Brusquement le musicien avait quitté son siège, et, au même instant, le jeune Lahonce parut sur le perron.
Il tenait à la main son chapeau de paille noire; et ses sombres et mats vêtements de deuil le grandissaient, l'affinaient davantage, semblaient faire plus pâle sa mince figure hautaine, sous l'épais encadrement de ses cheveux dorés.
—Bonjour, mon petit! balbutia Favierres en lui serrant les mains... Tu sais si je suis heureux de te voir! Nous avons tous les deux pris une sincère part...

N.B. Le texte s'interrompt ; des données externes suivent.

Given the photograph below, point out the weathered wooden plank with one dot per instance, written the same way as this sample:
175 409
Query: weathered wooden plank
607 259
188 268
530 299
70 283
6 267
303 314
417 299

Mme Favierres lui coupa la parole:
—Oui, je l'ai déjà dit à M. Charlie... Il m'a répliqué qu'il serait venu plus tôt si des tas d'affaires de famille ne l'avaient pas retenu... Et je lui ai répondu que nous nous en doutions bien, que nous n'avions pas songé à lui en vouloir une minute, n'est-ce pas, Vincent?...
Elle clignait de l'œil d'un air d'indulgence, comme pour calmer son mari, éviter à Charlie une scène de reproches.
—Certainement! fit Favierres, ripostant par un regard vexé, un impérieux regard d'injonction au silence.
Mais la petite femme se détournait, affectant de ne pas saisir, et sitôt qu'on se fut assis, elle repartit en une série de nouvelles condoléances, tellement diverses et abondantes, proférées d'une voix tellement dolente et candide, qu'il était impossible de discerner si elle parlait tant par malice narquoise ou par tristesse vraie.
—Oh! oui, disait-elle... Nous vous plaignions beaucoup... Ces morts subites, ça vous frappe comme la foudre... C'est épouvantable... Moi, j'ai continuellement peur de mourir de cette façon-là... Et madame votre mère comment a-t-elle supporté ce malheur?... Et votre pauvre grand-père?... Tenez, celui-là, je n'ai pas cessé de penser à lui...
Charlie, de son mieux, fournissait la réplique, glissait des monosyllabes approbateurs dans l'interstice de ces questions accumulées, de ces exclamations.